With his new book, he proves that there is no one who combines the art of critique/discourse with narrative storytelling the way he does this side of the Atlantic.

In Sigh, you will find some of the most extensive, expansive, inciting, historical, historiographical, sensual, political, obsessive writing so far written on the African continent by an African.

In particular, Madondo worships at the musical altar of black women.

In Up in the Air with the Prophetess, he sings the gospel of music sensation Zahara, making an admittedly crass statement that “not since Brenda Fassie was born, nor since she has gone, has South Africa experienced anything like this”.

Before you can throttle him to make him account for such blasphemy, you read deeper into his works and you begin to see-feel that what Madondo is truly obsessed with is who he calls his “blues queens”, such as Busi Mhlongo, Billie Holiday, and Miriam Makeba.

These are women who have the creative capacity to deal with the darkness of being Frantz Fanon’s “wretched of the earth” in a way that is chaotic and freeing at the same time. In a word: gospel.

We are in the Fallist moment of our post-apartheid history and Madondo’s meditations on blues queens are even more fitting if we consider that part of the decolonisation effort is the work of reclamation.

If we allow ourselves to read deeply into the work, we begin to make sense of a major subtext: the reclamation of rock ‘n’ roll and punk as black art forms generated by black blues queens.

If we are to think more about decolonisation and black modernity, we must look at Madondo’s work as following in the Black Atlantic tradition of African American-South African relationships such as those between Miles Davis and Hugh Masekela, Miriam Makeba and Sarah Vaughan, Audre Lorde and the women’s movement in South Africa, and, of course, the relationship between the late Lewis Nkosi and James Baldwin, Madondo’s real life and spiritual mentors, respectively.

There are close to 50 essays on everything, including religion, money and beauty, in Sigh.

Part One dedicates three essays to race.
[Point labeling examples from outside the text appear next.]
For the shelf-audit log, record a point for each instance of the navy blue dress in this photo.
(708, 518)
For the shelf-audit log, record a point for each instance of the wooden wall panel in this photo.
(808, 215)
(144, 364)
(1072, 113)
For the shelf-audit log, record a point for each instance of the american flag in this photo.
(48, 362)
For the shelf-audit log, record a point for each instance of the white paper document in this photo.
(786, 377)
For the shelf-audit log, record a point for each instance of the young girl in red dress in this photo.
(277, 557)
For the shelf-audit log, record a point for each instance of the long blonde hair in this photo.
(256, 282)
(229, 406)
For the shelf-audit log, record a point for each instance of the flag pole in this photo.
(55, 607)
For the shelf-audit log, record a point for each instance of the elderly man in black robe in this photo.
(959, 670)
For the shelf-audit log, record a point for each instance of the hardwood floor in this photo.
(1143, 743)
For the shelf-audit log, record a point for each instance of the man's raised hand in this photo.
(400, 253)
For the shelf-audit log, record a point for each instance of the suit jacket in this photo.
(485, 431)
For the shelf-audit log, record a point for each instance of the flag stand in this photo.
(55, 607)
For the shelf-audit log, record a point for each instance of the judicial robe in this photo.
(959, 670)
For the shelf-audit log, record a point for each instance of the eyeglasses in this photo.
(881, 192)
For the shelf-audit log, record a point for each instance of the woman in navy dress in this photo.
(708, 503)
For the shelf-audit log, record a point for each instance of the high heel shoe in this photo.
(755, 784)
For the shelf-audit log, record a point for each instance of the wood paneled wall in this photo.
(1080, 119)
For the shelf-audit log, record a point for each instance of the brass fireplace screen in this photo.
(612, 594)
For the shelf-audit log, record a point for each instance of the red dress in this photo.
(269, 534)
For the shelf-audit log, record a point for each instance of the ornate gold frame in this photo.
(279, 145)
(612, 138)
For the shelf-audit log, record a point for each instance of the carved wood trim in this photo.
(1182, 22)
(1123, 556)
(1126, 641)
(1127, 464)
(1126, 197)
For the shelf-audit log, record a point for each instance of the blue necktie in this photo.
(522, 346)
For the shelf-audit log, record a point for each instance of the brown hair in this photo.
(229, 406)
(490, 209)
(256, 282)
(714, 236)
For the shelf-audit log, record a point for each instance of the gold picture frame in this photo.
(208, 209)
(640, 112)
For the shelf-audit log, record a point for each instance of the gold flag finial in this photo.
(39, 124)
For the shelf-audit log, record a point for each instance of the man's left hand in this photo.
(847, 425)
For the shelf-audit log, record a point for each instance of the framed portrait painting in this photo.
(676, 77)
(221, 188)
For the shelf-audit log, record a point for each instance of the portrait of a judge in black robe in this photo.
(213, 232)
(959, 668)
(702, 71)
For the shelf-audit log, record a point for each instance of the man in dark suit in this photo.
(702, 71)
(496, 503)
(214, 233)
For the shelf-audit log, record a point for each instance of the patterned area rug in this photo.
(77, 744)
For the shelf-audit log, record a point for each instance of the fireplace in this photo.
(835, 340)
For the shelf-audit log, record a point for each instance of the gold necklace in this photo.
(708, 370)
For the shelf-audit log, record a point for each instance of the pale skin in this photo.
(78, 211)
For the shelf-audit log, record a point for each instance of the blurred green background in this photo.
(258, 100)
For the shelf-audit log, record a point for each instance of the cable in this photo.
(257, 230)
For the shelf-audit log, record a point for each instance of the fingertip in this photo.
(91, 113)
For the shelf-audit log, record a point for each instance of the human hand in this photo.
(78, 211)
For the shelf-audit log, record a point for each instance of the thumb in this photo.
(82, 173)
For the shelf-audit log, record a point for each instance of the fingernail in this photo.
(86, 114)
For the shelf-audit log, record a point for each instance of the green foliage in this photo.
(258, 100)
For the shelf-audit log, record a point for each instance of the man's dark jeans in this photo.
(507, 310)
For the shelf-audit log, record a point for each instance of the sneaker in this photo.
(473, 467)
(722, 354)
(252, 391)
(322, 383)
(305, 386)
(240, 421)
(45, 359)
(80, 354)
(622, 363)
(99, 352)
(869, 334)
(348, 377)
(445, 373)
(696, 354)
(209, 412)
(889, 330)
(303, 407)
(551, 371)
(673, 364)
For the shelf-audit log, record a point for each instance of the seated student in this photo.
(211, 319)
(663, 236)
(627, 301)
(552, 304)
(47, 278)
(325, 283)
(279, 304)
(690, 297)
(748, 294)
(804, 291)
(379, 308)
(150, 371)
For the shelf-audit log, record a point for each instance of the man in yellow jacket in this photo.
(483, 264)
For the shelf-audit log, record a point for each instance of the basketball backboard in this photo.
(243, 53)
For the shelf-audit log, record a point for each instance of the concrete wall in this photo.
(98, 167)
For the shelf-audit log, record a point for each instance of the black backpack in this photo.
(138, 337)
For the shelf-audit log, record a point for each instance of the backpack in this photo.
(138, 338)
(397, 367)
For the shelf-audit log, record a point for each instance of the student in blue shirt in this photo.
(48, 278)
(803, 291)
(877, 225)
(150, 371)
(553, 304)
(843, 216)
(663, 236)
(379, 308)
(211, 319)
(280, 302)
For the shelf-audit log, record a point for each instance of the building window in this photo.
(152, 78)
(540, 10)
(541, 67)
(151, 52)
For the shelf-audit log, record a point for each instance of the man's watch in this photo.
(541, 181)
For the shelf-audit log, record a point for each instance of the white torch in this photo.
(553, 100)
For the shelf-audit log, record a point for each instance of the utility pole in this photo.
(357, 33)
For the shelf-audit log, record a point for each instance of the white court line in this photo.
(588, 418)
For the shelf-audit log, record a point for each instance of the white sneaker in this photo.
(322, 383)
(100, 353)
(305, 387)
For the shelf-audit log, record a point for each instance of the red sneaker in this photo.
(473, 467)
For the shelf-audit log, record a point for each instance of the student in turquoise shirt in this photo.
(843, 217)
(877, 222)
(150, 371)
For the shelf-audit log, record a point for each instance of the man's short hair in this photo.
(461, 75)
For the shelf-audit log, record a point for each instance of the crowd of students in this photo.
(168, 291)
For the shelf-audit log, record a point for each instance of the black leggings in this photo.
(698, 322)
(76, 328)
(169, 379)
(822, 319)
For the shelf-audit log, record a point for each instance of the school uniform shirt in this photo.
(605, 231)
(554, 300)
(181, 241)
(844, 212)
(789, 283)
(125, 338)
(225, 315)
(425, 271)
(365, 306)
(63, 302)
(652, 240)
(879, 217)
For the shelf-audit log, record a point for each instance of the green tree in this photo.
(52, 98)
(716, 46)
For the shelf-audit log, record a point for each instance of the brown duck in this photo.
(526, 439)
Madondo lets us in on the internal dialogues and conflicts of a black middle-class man in this particular juncture of our post-apartheid apartheid, as he is ritually reduced to the figure of the Black Intruder in his piece Oscar’s Phantom Nigger.

One thing he does is to self-identify “sell-out” as a means to reflect on some of the contradictions of being black in an anti-black world.

The trouble with what Toni Morrison has named “the white gaze” is the power it has to distort and appropriate black people’s representations for its own purposes.

Look no further than the foreword to Sigh, written by Rian Malan, who latches onto Madondo’s use of “sell out” to mischaracterise Madondo, a writer who, even through his tendencies towards liberal humanism, has strong roots in the Black Consciousness tradition, as “not one of those who thinks racism is an exclusively white disease”.

Sigh. Likewise, the white female gaze on the black male body shows its slip as a recent review by Marelise van der Merwe zeroes in on Madondo’s meditation of the caricature of the black rapist. Sigh.

It’s not yet uhuru, so Madondo cannot just be a carefree black writer. Such is the burden. This is the world in which Madondo writes.

And it is within this sigh-inducing world that he beautifully narrates our contradictions and complexities, and our joys and anguishes, like no other griot we have ever had.